With Apache 2.4.50 the team fixed CVE-2021-41773, a critical security flaw that allowed under certain conditions an outside to access files on your server outside of the configured document roots.
This fix was corrected for the issue reported, but it did not close the weakness completely, as was discovered soon thereafter by people in the security community. Indeed, the weakness was worse than originally thought. But it also affected way less installations than was communicated in the media.
This blog explains what the issue really was and why you, most likely, were not affected.
At the core of security inside the server are its mechanisms for authorization, meaning what a request from the outside is allowed to access.
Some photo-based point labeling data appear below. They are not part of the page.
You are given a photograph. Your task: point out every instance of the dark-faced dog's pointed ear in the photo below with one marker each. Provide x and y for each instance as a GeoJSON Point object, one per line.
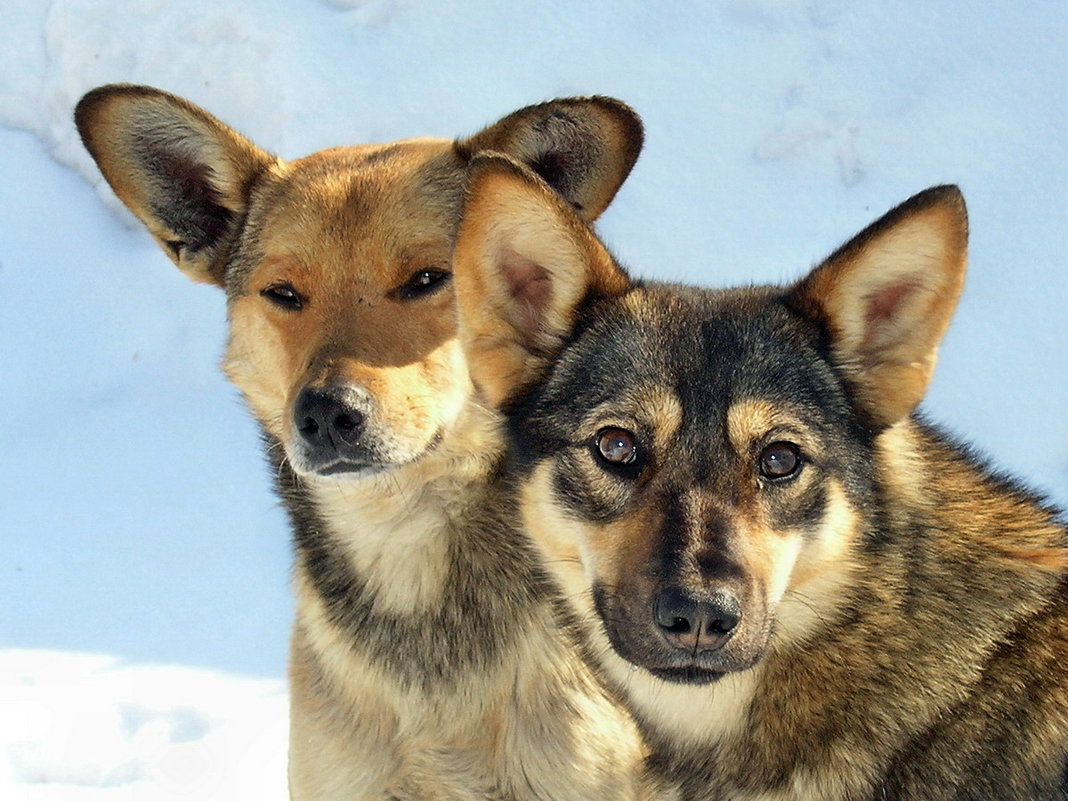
{"type": "Point", "coordinates": [583, 147]}
{"type": "Point", "coordinates": [523, 266]}
{"type": "Point", "coordinates": [185, 174]}
{"type": "Point", "coordinates": [886, 297]}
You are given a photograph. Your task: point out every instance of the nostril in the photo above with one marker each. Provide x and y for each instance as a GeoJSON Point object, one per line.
{"type": "Point", "coordinates": [348, 425]}
{"type": "Point", "coordinates": [675, 611]}
{"type": "Point", "coordinates": [679, 625]}
{"type": "Point", "coordinates": [348, 421]}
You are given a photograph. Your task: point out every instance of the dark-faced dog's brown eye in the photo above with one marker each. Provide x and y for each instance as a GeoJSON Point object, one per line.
{"type": "Point", "coordinates": [780, 460]}
{"type": "Point", "coordinates": [283, 296]}
{"type": "Point", "coordinates": [423, 282]}
{"type": "Point", "coordinates": [616, 446]}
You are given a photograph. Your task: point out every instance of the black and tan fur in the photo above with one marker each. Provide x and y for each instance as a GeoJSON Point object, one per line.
{"type": "Point", "coordinates": [429, 660]}
{"type": "Point", "coordinates": [804, 589]}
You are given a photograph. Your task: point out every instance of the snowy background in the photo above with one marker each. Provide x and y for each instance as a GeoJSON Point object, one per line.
{"type": "Point", "coordinates": [144, 597]}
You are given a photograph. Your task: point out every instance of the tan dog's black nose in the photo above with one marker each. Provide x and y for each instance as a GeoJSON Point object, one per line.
{"type": "Point", "coordinates": [328, 421]}
{"type": "Point", "coordinates": [696, 626]}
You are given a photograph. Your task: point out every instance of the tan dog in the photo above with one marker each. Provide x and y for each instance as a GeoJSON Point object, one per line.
{"type": "Point", "coordinates": [429, 659]}
{"type": "Point", "coordinates": [805, 591]}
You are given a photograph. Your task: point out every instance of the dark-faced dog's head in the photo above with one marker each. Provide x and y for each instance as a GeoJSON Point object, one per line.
{"type": "Point", "coordinates": [694, 464]}
{"type": "Point", "coordinates": [338, 266]}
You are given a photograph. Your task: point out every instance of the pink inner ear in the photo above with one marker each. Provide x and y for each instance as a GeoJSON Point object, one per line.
{"type": "Point", "coordinates": [530, 288]}
{"type": "Point", "coordinates": [884, 308]}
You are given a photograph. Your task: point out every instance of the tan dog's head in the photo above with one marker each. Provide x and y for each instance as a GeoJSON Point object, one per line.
{"type": "Point", "coordinates": [338, 266]}
{"type": "Point", "coordinates": [696, 465]}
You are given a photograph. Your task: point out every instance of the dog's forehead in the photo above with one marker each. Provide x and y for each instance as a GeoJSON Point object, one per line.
{"type": "Point", "coordinates": [389, 207]}
{"type": "Point", "coordinates": [371, 186]}
{"type": "Point", "coordinates": [709, 347]}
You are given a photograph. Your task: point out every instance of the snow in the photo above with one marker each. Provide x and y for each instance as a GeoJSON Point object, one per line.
{"type": "Point", "coordinates": [89, 726]}
{"type": "Point", "coordinates": [137, 517]}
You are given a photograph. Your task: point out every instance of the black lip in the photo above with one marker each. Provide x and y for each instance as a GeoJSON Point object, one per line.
{"type": "Point", "coordinates": [350, 469]}
{"type": "Point", "coordinates": [688, 675]}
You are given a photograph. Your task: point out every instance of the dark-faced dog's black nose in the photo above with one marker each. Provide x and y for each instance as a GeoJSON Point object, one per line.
{"type": "Point", "coordinates": [693, 625]}
{"type": "Point", "coordinates": [327, 421]}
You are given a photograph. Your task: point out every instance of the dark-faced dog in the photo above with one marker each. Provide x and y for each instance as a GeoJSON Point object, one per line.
{"type": "Point", "coordinates": [804, 590]}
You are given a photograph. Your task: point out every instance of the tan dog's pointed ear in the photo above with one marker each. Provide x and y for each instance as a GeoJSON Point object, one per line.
{"type": "Point", "coordinates": [886, 298]}
{"type": "Point", "coordinates": [523, 266]}
{"type": "Point", "coordinates": [583, 147]}
{"type": "Point", "coordinates": [186, 175]}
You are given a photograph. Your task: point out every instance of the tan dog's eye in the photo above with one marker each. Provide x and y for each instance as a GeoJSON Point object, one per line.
{"type": "Point", "coordinates": [283, 296]}
{"type": "Point", "coordinates": [616, 446]}
{"type": "Point", "coordinates": [780, 460]}
{"type": "Point", "coordinates": [424, 282]}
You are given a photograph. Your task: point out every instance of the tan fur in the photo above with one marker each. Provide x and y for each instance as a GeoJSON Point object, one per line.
{"type": "Point", "coordinates": [914, 602]}
{"type": "Point", "coordinates": [318, 256]}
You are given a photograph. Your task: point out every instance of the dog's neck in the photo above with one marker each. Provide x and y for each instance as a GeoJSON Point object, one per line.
{"type": "Point", "coordinates": [397, 528]}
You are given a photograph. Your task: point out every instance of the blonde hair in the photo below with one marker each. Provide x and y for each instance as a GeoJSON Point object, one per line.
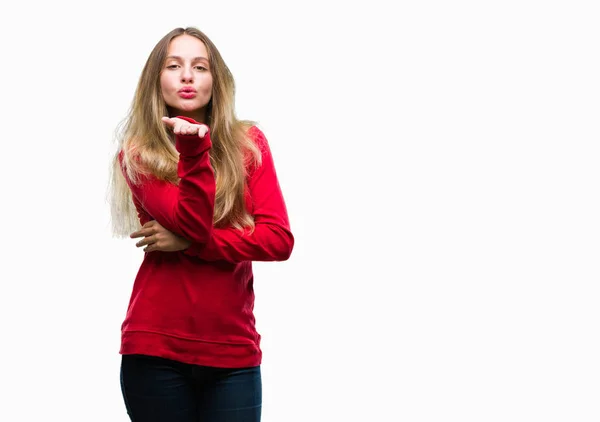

The most basic is the authorization for all
which means all requests, regardless of where they come from, what user has maybe authenticated or not or which method they use.
Most linux distributions we looked at install a Apache httpd with permissions for all
properly set. For example, in debian, your apache2.conf
contains:
<Directory />
Options FollowSymLinks
AllowOverride None
Require all denied
</Directory>
This means that all access is denied for requests to anything in /
, your complete file system. And this may not be overridden by other auth configurations.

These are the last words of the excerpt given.